Recognizing the electoral process in Honduras is recognizing the fundamental rights of the people to have a voice.
The elections were programmed by the Honduran constitutional process which dictates that they occur every four years and the last president was elected on November 29, 2005. That candidate was liberal party candidate José Manuel Zelaya Rosales. I will not go into whether fraud did or did not occur then as it is not important to this electoral process which clearly does not include him.
The preliminary vote for the candidates that we have today was held last year in November. The election was held late due to a natural disaster that occurred then. However, while I recognize that there was serious flooding and good reason to delay the primaries many felt that Zelaya wanted to do away with them all together at that time and there was a feeling of uneasiness growing in the population at that time as to his plans of turning over the presidency when the time came. The vote was held though and out of that primary came the following candidates: Nationalist Candidate: Porfirio Lobo Sosa, Liberal Party Candidate: Elvin Santos, Christian Democracy Candidate: Felicito Avila, PINU Candidate: Bernard Martinez (and the first Garifuna candidate ever), and UD Candidate: Cesar Ham. At that time Honduras also had their very first independent candidate: Carlos H Reyes. However, Carlos H Reyes has resigned his aspiration to the presidency. It is clear that on November 29, 2009 elections were scheduled to be held and during that same time frame Jose Manuel Zelaya Rosales still held the presidency. So the process is legitimate even though he claims it is not.

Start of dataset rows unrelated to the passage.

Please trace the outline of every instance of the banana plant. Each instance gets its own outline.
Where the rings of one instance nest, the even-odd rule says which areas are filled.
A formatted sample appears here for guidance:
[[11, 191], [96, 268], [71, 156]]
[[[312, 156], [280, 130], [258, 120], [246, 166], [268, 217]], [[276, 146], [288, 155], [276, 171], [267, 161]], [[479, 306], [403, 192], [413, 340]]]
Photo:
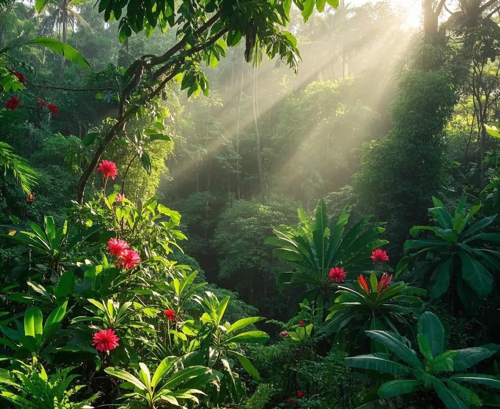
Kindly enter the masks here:
[[314, 212], [314, 220], [299, 209], [300, 223], [294, 227], [280, 226], [273, 230], [275, 236], [266, 242], [279, 246], [273, 254], [290, 262], [296, 271], [282, 272], [280, 284], [307, 286], [313, 296], [324, 296], [331, 286], [328, 272], [342, 266], [352, 273], [370, 270], [371, 252], [388, 242], [380, 238], [385, 229], [384, 222], [370, 224], [373, 217], [366, 216], [350, 228], [346, 226], [350, 211], [346, 210], [338, 220], [328, 222], [324, 201], [322, 199]]
[[407, 256], [396, 268], [396, 275], [409, 262], [414, 264], [416, 272], [424, 276], [431, 297], [440, 297], [456, 288], [462, 302], [470, 307], [474, 298], [484, 300], [490, 295], [494, 282], [492, 272], [500, 270], [500, 252], [496, 246], [500, 233], [486, 231], [497, 215], [474, 219], [482, 205], [468, 210], [465, 197], [452, 214], [438, 199], [432, 198], [432, 202], [434, 207], [428, 212], [436, 226], [410, 229], [414, 238], [424, 232], [429, 236], [406, 240], [404, 250]]
[[[396, 332], [366, 333], [391, 354], [360, 355], [346, 358], [346, 363], [351, 368], [370, 370], [370, 374], [380, 373], [380, 379], [384, 380], [387, 374], [382, 374], [394, 376], [380, 386], [378, 394], [380, 398], [400, 396], [409, 404], [418, 402], [419, 407], [433, 407], [439, 402], [447, 409], [468, 409], [482, 406], [482, 402], [480, 394], [464, 384], [500, 389], [498, 376], [464, 373], [496, 351], [482, 347], [445, 350], [444, 328], [432, 312], [424, 312], [418, 321], [417, 340], [423, 359], [412, 348], [408, 340]], [[484, 398], [487, 397], [484, 396]]]
[[[399, 332], [402, 326], [411, 328], [412, 318], [422, 312], [424, 304], [416, 296], [424, 296], [426, 292], [403, 282], [390, 286], [390, 280], [385, 274], [378, 280], [373, 272], [370, 286], [361, 275], [354, 288], [339, 286], [320, 332], [335, 334], [336, 341], [344, 348], [361, 349], [367, 330]], [[377, 346], [371, 344], [372, 350]]]
[[152, 376], [146, 364], [139, 364], [138, 378], [122, 369], [110, 367], [104, 371], [123, 380], [122, 388], [132, 392], [124, 394], [126, 400], [122, 407], [148, 408], [186, 407], [184, 401], [199, 404], [196, 395], [208, 382], [218, 382], [217, 371], [199, 365], [182, 367], [183, 357], [168, 356], [160, 362]]
[[42, 358], [50, 362], [52, 354], [62, 344], [61, 338], [54, 338], [56, 331], [66, 316], [68, 302], [60, 306], [47, 317], [44, 317], [40, 308], [32, 307], [24, 312], [24, 324], [18, 320], [14, 322], [16, 329], [7, 326], [0, 326], [5, 336], [0, 338], [0, 344], [12, 350], [15, 356], [32, 356], [34, 360]]

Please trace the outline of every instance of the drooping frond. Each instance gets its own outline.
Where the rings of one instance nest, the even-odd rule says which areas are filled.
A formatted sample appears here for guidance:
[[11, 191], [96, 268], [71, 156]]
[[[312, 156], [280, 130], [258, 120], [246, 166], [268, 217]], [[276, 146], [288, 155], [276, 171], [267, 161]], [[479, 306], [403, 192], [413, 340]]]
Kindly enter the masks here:
[[0, 168], [3, 170], [2, 176], [8, 172], [11, 172], [26, 194], [30, 193], [32, 186], [36, 184], [36, 171], [28, 164], [26, 160], [14, 154], [12, 146], [1, 141]]

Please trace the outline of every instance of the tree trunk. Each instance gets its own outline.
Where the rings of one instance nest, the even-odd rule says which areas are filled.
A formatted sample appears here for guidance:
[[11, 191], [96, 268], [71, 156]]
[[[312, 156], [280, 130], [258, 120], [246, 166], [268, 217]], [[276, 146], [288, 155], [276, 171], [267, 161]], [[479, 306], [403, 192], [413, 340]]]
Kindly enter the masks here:
[[262, 198], [262, 202], [264, 202], [264, 195], [266, 194], [266, 179], [264, 176], [264, 166], [262, 161], [262, 152], [260, 150], [260, 132], [258, 128], [258, 106], [257, 101], [258, 98], [258, 90], [257, 83], [258, 77], [257, 73], [257, 68], [254, 68], [254, 121], [255, 124], [255, 150], [257, 156], [257, 166], [258, 170], [258, 178], [260, 182], [260, 195]]
[[[62, 42], [64, 43], [68, 40], [68, 14], [66, 12], [66, 8], [62, 10]], [[61, 56], [61, 80], [64, 78], [64, 69], [66, 62], [64, 56]]]
[[241, 198], [241, 186], [240, 174], [240, 115], [242, 112], [242, 98], [243, 98], [243, 67], [242, 67], [242, 80], [240, 84], [240, 100], [238, 101], [238, 114], [236, 120], [236, 190], [238, 198]]

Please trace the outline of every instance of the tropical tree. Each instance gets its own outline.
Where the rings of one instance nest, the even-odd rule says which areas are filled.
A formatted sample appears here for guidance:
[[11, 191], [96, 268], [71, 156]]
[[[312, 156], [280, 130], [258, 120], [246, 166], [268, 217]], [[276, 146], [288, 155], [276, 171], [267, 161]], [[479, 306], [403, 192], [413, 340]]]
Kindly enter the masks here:
[[344, 268], [350, 273], [371, 270], [372, 252], [388, 242], [380, 238], [385, 229], [384, 222], [370, 224], [372, 216], [366, 216], [351, 228], [346, 228], [350, 211], [344, 210], [338, 220], [328, 222], [324, 200], [318, 202], [312, 220], [298, 210], [300, 223], [296, 226], [280, 226], [273, 232], [275, 237], [266, 240], [277, 245], [273, 254], [298, 268], [296, 271], [282, 272], [281, 284], [306, 286], [309, 294], [324, 299], [332, 281], [332, 268]]
[[[314, 6], [322, 11], [326, 0], [294, 0], [304, 20]], [[338, 0], [328, 0], [334, 7]], [[226, 46], [238, 44], [246, 38], [244, 57], [252, 60], [256, 50], [262, 50], [269, 58], [278, 56], [296, 70], [299, 56], [296, 40], [290, 32], [282, 30], [290, 22], [292, 2], [282, 4], [271, 0], [254, 0], [235, 3], [228, 0], [213, 0], [208, 3], [182, 2], [176, 10], [173, 2], [118, 2], [100, 0], [98, 10], [104, 12], [104, 20], [119, 20], [120, 40], [145, 30], [150, 35], [156, 26], [164, 32], [168, 26], [181, 28], [176, 31], [177, 41], [161, 55], [144, 56], [129, 67], [118, 90], [118, 114], [112, 126], [100, 138], [98, 145], [87, 168], [78, 182], [78, 199], [82, 202], [85, 186], [101, 155], [118, 133], [124, 130], [126, 122], [132, 116], [152, 114], [158, 97], [174, 78], [180, 81], [181, 88], [188, 96], [208, 92], [208, 81], [202, 66], [210, 66], [226, 56]], [[122, 10], [126, 9], [122, 16]]]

The US and some other countries have decided it is difficult to not recognize the voice of the people and to also not admit that the process was one that was scheduled previous to the present government of Roberto Micheletti Baín. One cannot argue that the electoral process has come out of his government with a straight face, because in reality the electoral process commenced during the government of Zelaya. The US and others recognize this complicated situation as well as the recognition of the voice of the people as being a solution to the crisis. It is important to observe the elections because a government cannot determine if they are fraudulent or not if they have not observed the actual process and whether it was a clean election. So the observers are arriving at rapid pace…and we all welcome this. If anything these elections should be closely observed by every country that is involved in this situation to determine the legitimacy of the process and reserve preconceived notions. My only exception to this is that I do not believe it to be beneficial to have observers from the ALBA countries. ALBA has a predefined interest in the elections not being recognized and therefore has an interest in not recognizing the process as legitimate.
In just 5 days and 5 hours we will hold elections to select a new president and move forward from the crisis that has surrounded Honduras since June 28, 2009. However, there are many questions that remain. Many say what happens after elections? Where do we go from here? What happens to Zelaya who is still huddled in the Brazilian embassy and complaining profusely about the situation he has found himself in and the elections? A few months ago he was praising the US and now he is complaining bitterly about their decision to recognize the elections and their decision to respect the Tegucigalpa-San Jose Accord and the decision of Congress regardless of what that decision might be. Congress has decided to wait until December 2, 2009 to debate on Zelaya and what happens to him. I believe that he has discovered that the vote is not going to be in his favor and therefore he is complaining bitterly about the agreement and backed out of it when he discovered that he could not manipulate the Congress into returning him to the presidency. His ranting has surely not assisted in giving anyone the desire to return him to the presidency or to be convinced that he has repented from previous actions. If anything he seems more determined than ever to continue on with his illegal actions that he had previously undertaken and ended with him being removed from the presidency he held. The Honduran constitution worked and with a united government it has held strong.
It does not really matter whether you are from the right or left at this point, voting is the only thing that matters. Everyone should vote so that the democracy is strengthened instead of weakened. Voting is a duty of every citizen regardless of their political stances and that includes the Resistance. If they hope to have a voice in government and attain their goals…I have to question how they plan on doing those things if they have boycotted the process and have no voice in the government.